L’obiezione a questo modo confidente e ottimistico di vedere le cose è di avanzare dubbi sulla “predisposizione” dei giovani d’oggi ad accettare qualcosa che rispecchia l’evangelica follia.
Ma se da una parte c’è la vita facile e consumistica che li trattiene, dall’altra c’è il vuoto interiore che caratterizza e rende l’uomo d’oggi infelice e qui può stare l’innesco alla ricerca del difficile, dell’utopico, dell’eroico che redime dall’angoscia e dal non senso della vita.
Molto è cambiato da tempi non molto lontani quando si cercava di coinvolgere il ragazzo e il giovane con tecniche di accattivamento anziché di contagio, ricorrendo a lusinghe terra terra come “Vieni in Seminario dove troverai tanti ragazzi come te contenti di studiare, stare insieme e di giocare al calcio tutti i giorni”.
In ordine a questo penso al caso limite di un sacerdote diocesano che voleva convincere un candidato alla nostra vita a entrare nel Seminario diocesano colla prospettiva che “Noi preti mangiamo pastasciutta tutti i giorni!”. Era la tecnica del “proselitismo” così duramente bollato da Gesù: “Correte mare e terra per fare un proselito…” (Mt 23,15).
Quello che all’opposto si nota in Gesù è che egli non fa niente per catturare che gli sfugge di mano: pensiamo ai discepoli che lo abbandonano scandalizzati dal discorso dell’Eucaristia, pensiamo al giovane ricco, a Giuda, al ladro impenitente che pure condivide con lui la morte di croce.
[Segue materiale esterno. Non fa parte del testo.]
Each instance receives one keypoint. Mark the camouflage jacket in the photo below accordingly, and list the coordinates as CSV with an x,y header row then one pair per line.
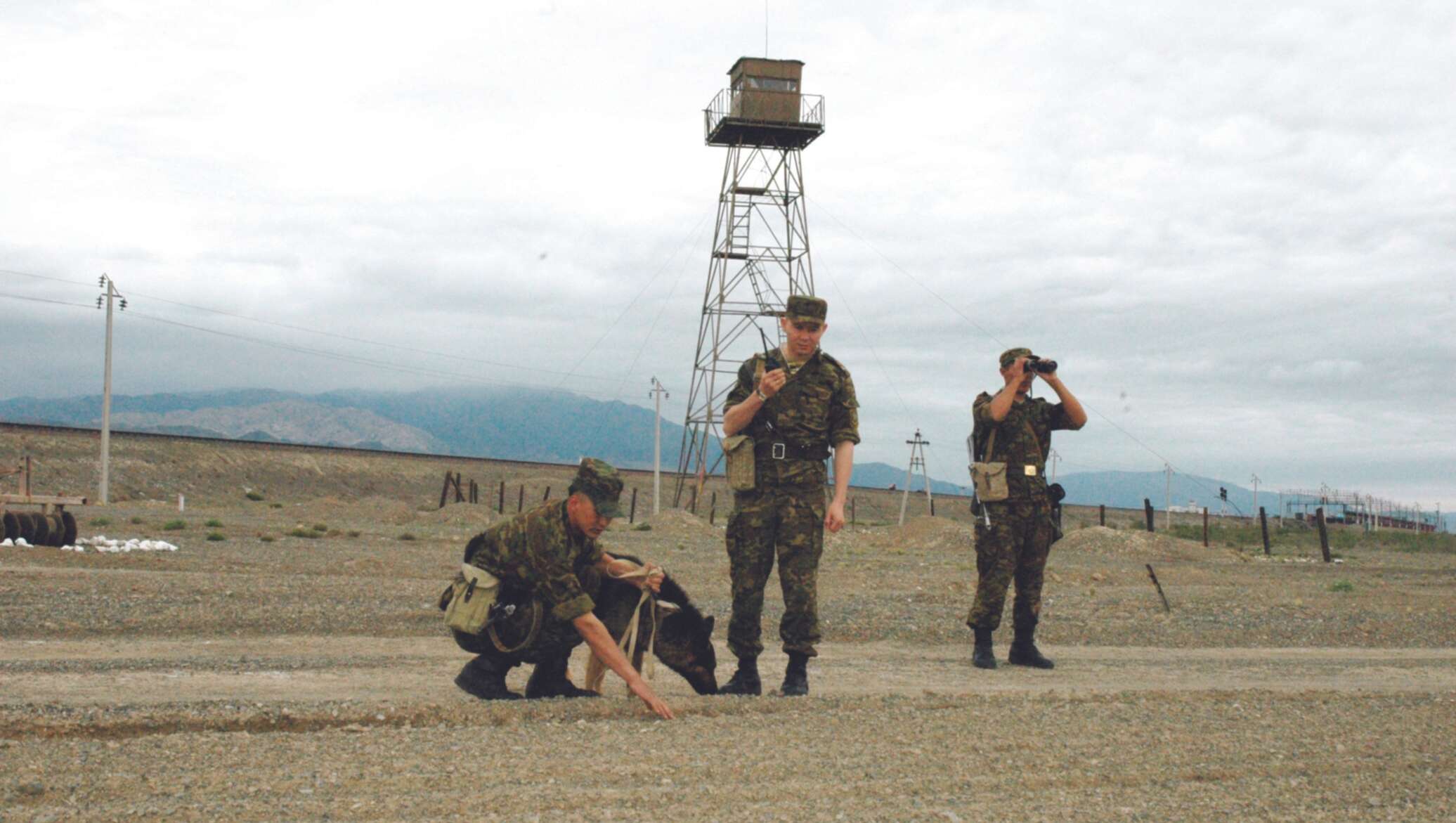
x,y
1015,443
542,554
814,410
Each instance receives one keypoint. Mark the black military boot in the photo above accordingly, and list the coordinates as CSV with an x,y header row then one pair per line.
x,y
550,680
486,679
746,679
797,676
983,657
1024,649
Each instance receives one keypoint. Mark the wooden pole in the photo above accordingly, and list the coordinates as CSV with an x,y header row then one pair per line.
x,y
1324,533
1159,586
1264,526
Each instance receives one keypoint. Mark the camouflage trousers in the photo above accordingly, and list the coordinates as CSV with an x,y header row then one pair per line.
x,y
1014,547
784,522
554,638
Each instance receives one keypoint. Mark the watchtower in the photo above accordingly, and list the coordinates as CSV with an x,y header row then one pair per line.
x,y
760,252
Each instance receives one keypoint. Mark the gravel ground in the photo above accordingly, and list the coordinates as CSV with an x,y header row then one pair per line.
x,y
309,678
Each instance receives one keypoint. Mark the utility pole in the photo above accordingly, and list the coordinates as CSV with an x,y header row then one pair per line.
x,y
105,392
1168,497
916,459
658,392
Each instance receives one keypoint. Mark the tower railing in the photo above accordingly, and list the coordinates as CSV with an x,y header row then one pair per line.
x,y
763,107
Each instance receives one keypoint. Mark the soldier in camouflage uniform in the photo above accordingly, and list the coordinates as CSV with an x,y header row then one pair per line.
x,y
795,403
1018,538
550,564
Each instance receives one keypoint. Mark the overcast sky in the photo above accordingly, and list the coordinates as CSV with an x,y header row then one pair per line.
x,y
1232,223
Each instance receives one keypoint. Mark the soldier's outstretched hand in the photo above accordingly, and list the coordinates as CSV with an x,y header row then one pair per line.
x,y
772,382
835,517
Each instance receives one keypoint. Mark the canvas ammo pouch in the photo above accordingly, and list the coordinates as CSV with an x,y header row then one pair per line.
x,y
990,478
468,600
739,451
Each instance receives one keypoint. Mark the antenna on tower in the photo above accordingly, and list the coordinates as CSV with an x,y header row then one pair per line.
x,y
760,252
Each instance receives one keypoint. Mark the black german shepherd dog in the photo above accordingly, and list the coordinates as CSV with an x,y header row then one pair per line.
x,y
683,634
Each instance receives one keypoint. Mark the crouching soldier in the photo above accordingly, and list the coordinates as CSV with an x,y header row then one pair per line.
x,y
550,566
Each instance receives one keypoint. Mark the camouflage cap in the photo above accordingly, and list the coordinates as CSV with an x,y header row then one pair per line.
x,y
1011,354
599,481
804,308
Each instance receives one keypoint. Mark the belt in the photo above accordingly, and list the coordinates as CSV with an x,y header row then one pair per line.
x,y
788,451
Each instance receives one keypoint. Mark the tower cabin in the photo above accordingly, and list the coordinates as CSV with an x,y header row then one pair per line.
x,y
765,107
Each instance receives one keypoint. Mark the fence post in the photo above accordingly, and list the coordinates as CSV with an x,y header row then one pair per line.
x,y
1264,526
1324,533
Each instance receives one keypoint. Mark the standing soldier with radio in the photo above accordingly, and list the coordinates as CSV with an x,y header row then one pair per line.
x,y
788,408
1014,528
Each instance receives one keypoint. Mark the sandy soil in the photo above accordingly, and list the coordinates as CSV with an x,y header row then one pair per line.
x,y
309,678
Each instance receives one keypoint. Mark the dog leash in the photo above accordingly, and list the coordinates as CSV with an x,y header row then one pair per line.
x,y
596,669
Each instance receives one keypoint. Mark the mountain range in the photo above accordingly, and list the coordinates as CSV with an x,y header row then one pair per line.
x,y
523,425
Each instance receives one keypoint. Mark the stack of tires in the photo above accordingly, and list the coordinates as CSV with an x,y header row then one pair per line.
x,y
56,529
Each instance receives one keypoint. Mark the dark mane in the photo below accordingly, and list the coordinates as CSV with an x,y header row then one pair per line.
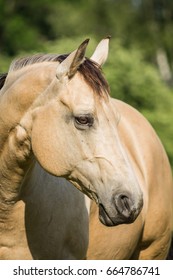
x,y
90,70
2,79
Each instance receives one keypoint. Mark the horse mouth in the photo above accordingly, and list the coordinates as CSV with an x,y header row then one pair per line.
x,y
115,220
104,217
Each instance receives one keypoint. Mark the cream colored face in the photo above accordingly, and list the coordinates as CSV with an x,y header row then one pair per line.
x,y
75,135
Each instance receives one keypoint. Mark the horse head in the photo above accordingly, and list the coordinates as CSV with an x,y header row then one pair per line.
x,y
75,135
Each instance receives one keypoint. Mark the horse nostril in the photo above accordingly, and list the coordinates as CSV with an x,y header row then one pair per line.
x,y
124,205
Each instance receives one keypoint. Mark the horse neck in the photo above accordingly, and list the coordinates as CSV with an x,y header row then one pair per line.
x,y
20,90
15,145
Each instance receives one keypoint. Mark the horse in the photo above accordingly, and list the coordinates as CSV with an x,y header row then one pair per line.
x,y
62,122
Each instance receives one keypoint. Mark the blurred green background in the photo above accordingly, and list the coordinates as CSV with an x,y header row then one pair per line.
x,y
140,64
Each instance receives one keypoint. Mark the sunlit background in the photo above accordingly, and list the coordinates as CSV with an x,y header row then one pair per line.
x,y
140,64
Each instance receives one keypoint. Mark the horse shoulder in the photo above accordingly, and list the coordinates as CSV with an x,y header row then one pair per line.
x,y
56,217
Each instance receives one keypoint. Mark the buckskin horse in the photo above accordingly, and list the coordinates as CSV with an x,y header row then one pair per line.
x,y
57,119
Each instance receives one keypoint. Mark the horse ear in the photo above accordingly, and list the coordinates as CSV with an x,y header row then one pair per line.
x,y
70,65
101,52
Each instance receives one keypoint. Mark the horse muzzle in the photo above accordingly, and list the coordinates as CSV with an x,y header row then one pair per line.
x,y
123,210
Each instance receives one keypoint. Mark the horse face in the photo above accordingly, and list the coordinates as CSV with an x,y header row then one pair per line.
x,y
75,135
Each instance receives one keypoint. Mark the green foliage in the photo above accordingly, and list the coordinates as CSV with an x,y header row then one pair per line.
x,y
138,83
139,26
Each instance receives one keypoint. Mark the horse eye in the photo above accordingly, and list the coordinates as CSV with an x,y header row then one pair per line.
x,y
84,121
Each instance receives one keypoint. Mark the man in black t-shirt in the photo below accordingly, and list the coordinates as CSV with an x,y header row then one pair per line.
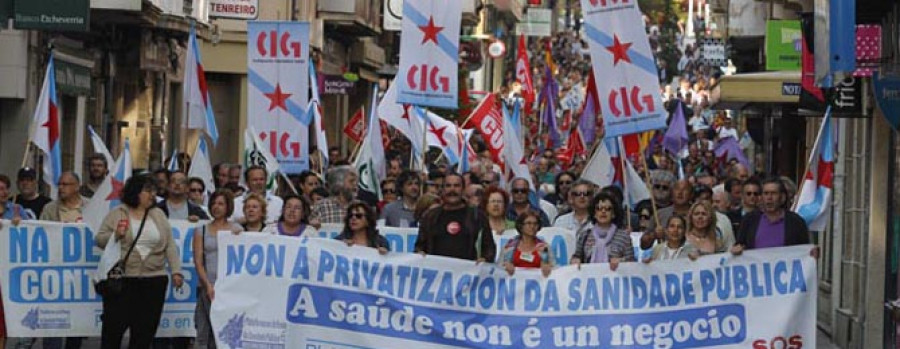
x,y
455,229
28,196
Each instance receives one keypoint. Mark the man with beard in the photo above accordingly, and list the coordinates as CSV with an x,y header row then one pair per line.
x,y
98,168
773,225
256,177
342,183
454,229
401,213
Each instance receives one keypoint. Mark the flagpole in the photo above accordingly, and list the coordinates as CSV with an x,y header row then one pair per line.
x,y
652,198
622,159
812,155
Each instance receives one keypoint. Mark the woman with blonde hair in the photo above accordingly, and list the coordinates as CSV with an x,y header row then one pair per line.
x,y
702,232
254,213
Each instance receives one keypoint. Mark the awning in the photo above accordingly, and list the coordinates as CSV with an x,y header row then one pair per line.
x,y
737,91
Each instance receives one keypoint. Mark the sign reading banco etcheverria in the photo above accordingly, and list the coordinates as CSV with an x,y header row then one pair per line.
x,y
46,270
429,53
620,52
282,292
278,89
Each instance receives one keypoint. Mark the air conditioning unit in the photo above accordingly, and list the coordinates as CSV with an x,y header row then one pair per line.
x,y
366,52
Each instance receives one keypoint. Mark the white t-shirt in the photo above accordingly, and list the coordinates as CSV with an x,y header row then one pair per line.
x,y
149,236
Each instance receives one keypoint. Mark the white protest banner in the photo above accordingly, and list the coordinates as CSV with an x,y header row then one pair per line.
x,y
300,293
403,240
620,51
46,270
278,90
429,53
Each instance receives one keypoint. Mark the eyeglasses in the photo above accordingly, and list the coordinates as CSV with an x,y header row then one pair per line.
x,y
604,208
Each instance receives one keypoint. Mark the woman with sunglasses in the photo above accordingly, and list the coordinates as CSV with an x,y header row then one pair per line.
x,y
527,250
359,228
139,223
254,213
294,220
606,242
495,202
675,245
206,251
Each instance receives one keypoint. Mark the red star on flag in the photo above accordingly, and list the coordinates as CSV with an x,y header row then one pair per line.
x,y
619,50
277,98
116,192
439,132
430,31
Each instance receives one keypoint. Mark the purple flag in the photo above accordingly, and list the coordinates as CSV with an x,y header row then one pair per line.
x,y
676,137
548,114
730,147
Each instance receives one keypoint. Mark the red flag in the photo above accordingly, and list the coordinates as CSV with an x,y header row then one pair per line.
x,y
385,134
355,127
574,148
523,74
488,120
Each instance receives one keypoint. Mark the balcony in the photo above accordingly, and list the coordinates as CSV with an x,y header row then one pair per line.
x,y
353,17
366,52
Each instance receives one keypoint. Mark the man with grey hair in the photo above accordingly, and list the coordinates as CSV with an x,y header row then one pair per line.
x,y
342,183
661,184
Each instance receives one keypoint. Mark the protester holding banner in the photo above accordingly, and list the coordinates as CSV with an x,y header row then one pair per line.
x,y
773,225
255,212
206,251
675,245
359,228
527,250
605,242
702,231
454,229
139,306
342,183
294,220
496,200
401,213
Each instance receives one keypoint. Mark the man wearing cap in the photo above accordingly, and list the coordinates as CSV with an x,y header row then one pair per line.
x,y
28,197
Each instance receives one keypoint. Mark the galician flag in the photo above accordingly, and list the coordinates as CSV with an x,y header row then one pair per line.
x,y
814,198
100,148
107,195
198,107
200,166
370,161
46,126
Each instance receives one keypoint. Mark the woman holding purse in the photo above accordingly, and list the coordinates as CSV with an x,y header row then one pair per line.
x,y
147,245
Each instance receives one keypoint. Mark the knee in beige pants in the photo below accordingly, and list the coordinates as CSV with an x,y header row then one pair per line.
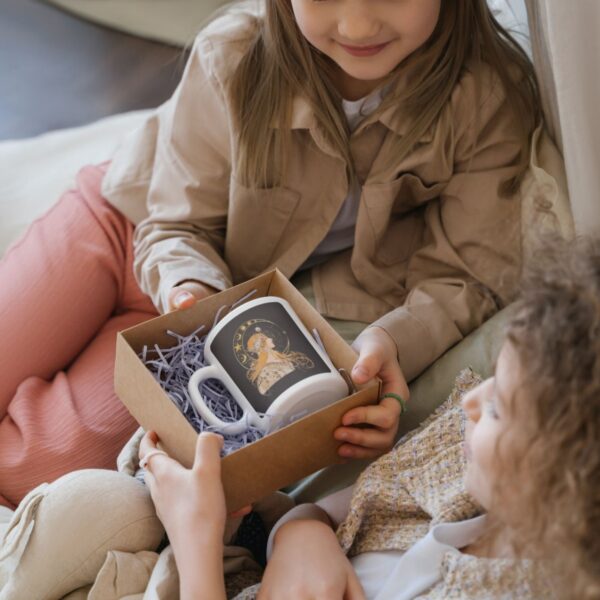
x,y
79,518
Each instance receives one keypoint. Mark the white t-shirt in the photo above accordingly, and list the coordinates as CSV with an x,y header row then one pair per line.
x,y
341,234
393,574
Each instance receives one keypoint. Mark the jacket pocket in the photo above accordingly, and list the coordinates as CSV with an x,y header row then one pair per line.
x,y
396,214
256,221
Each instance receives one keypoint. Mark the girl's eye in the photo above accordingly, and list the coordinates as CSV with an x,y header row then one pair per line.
x,y
490,407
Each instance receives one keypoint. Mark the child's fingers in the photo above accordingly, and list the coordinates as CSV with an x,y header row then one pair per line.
x,y
383,416
369,438
148,443
368,364
393,381
354,591
187,293
208,452
352,451
242,512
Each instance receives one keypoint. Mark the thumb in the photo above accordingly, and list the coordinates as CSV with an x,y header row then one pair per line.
x,y
367,365
208,452
354,590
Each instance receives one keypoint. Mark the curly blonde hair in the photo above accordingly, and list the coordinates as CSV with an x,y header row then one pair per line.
x,y
556,333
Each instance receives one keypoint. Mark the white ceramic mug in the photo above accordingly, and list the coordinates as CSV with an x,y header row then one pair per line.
x,y
271,365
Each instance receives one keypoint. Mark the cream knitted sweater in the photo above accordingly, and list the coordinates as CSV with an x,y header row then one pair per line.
x,y
420,483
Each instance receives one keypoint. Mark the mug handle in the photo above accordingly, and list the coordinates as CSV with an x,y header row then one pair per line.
x,y
229,427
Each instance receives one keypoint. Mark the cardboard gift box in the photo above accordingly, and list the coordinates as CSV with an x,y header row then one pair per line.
x,y
278,459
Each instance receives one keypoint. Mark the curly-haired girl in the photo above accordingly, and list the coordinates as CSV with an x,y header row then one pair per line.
x,y
410,526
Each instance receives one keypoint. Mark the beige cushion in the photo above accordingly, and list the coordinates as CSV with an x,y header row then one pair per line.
x,y
60,537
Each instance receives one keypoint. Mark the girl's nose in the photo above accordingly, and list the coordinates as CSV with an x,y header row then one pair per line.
x,y
358,25
471,402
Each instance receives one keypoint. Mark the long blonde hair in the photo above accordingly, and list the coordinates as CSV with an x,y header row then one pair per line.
x,y
281,64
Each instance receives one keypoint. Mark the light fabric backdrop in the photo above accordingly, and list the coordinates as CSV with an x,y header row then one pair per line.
x,y
566,48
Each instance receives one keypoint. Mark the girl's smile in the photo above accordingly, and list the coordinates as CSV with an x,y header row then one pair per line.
x,y
366,51
366,39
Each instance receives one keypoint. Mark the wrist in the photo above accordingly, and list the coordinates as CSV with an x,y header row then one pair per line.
x,y
302,528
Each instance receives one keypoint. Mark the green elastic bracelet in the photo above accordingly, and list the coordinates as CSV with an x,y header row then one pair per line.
x,y
400,399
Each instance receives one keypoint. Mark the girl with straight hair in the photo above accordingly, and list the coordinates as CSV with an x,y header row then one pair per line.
x,y
372,150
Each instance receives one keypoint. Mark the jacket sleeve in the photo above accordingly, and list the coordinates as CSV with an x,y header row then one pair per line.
x,y
183,234
469,266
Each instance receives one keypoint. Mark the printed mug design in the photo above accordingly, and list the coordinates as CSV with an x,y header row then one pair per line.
x,y
263,349
270,364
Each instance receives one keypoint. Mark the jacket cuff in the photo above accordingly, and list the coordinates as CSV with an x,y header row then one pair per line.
x,y
205,274
420,340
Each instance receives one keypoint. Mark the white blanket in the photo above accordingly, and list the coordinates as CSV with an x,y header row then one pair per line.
x,y
35,172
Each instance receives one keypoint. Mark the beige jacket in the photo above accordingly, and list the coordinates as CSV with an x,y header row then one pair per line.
x,y
436,250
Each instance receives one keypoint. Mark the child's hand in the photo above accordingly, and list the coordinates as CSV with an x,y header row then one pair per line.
x,y
378,356
187,293
189,502
307,563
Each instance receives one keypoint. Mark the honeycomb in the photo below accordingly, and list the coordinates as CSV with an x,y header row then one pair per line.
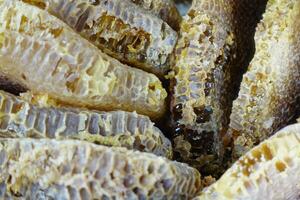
x,y
268,171
120,28
205,77
165,9
270,89
45,56
72,169
19,118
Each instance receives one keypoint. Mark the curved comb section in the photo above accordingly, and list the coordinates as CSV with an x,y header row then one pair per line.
x,y
270,89
19,118
51,169
209,59
165,9
271,170
41,53
120,28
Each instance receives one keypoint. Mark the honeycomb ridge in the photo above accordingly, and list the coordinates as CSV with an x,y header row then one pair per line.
x,y
72,169
19,118
270,89
206,72
120,28
45,56
165,9
270,170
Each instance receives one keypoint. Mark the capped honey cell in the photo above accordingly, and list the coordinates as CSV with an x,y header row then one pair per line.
x,y
21,119
120,28
44,55
269,94
72,169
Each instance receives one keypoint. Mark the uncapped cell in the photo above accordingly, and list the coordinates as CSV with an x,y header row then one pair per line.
x,y
22,119
213,47
165,9
72,169
44,55
120,28
270,170
270,89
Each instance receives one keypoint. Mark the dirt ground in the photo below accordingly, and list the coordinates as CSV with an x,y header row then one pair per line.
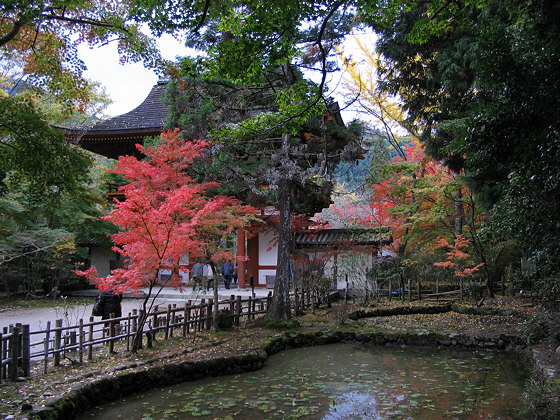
x,y
37,389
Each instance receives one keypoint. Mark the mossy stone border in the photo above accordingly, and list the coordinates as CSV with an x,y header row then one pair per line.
x,y
85,396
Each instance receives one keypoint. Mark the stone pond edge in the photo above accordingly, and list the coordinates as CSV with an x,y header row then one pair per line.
x,y
85,396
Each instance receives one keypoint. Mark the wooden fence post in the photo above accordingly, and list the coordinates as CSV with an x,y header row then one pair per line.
x,y
112,334
167,321
185,320
173,320
238,311
209,313
81,341
155,320
26,350
409,290
249,307
4,354
14,353
47,341
57,341
138,331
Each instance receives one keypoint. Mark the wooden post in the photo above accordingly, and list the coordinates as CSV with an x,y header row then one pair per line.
x,y
167,321
238,311
346,294
4,354
112,334
46,347
137,329
155,320
90,335
209,313
188,317
128,329
26,350
57,341
249,308
14,353
173,320
81,341
185,319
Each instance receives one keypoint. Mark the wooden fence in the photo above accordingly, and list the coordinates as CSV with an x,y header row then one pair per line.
x,y
19,346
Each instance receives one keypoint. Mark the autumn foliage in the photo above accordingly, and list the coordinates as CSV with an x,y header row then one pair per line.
x,y
166,214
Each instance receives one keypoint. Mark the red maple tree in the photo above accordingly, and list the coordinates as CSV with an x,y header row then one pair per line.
x,y
166,214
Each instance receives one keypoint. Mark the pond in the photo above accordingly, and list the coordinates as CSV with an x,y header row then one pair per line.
x,y
344,381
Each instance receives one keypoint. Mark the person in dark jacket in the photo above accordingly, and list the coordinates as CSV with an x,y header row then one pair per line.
x,y
227,273
110,303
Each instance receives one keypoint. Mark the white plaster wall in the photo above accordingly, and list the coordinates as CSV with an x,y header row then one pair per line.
x,y
268,248
100,260
263,274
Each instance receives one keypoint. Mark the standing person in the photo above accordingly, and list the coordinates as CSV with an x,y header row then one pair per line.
x,y
197,273
235,273
108,303
227,272
209,276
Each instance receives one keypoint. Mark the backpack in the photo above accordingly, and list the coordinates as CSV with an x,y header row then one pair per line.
x,y
97,307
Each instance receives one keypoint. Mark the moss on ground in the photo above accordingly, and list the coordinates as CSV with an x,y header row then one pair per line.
x,y
327,325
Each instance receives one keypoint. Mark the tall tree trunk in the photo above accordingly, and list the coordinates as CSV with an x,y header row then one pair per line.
x,y
280,309
459,212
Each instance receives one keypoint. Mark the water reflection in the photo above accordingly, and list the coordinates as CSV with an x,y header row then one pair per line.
x,y
343,381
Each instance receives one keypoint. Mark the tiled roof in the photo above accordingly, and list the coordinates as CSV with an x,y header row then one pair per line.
x,y
149,114
333,237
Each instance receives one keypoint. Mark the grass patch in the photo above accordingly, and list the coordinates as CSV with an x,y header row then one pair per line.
x,y
313,318
19,303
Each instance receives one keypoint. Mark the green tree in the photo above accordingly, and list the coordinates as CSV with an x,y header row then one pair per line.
x,y
480,77
41,41
255,48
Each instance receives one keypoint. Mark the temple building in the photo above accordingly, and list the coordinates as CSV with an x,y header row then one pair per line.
x,y
257,255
Anzi Gesù sembra a volte scoraggiare chi con troppa superficialità e disinvoltura dice di volerlo seguire (cfr. Lc 9,57-62). Il modo di agganciare gli altri da parte di Cristo è quello della “seduzione”, che è l’offerta di qualcosa di bello e grande nel rispetto della libertà altrui, la seduzione di Cristo è l’uso di una forza benefica senza disperata ricerca dell’effetto, senza forzature di nessun genere, seduzione di cui amici e nemici sono ben coscienti di avvertire, quando i primi, come Pietro, esclamano “Da chi altri andremo noi, tu solo hai parole di vita eterna” (Gv 12,19); e gli altri, i nemici, lo chiamano senza mezzi termini “seduttore” (Mt 27,63) e si rammaricano che tutto il mondo gli corra dietro (Gv 12,19).
Puntualmente seduzione e contagio sono il modo con cui Francesco acquista seguaci, pur senza volerlo e neppure prevederlo, come egli confessa nel suo Testamento (FF 116); ma vera seduzione che Dante ha espresso colla colorita immagine di chi danzando con grazia invita gli altri alla danza: “Scalzasi Egidio, scalzasi Silvestro dietro lo sposo sì a sposa piace”, e i “Tre Compagni” dicono di Francesco e primi compagni che “Le ragazze, al solo vederli da lontano, scappavano spaventate, nella paura di restare affascinate dalla loro follia” (FF1437).
E così i Cappuccini nella prima fase della loro esistenza così descritti in un brano delle “Fonti”, vol. I, p. 34: “Il Cappuccino, se ha compiuto eroici sacrifici e troncato legami forti, non è però duro di cuore, stoico, cinico o masochista. È un uomo che ha il genio del buon cuore”.
Così i Cappuccini del ‘600, quando erano il richiamo più forte per quanti di nobile famiglia sceglievano la vita religiosa.
Così fino al secolo scorso quando gli scrittori, cattolici o no, facevano a gara a presentarli nella loro irresistibile attrattiva per tutti (cfr. “Fonti” vol. I, pp. 34-40).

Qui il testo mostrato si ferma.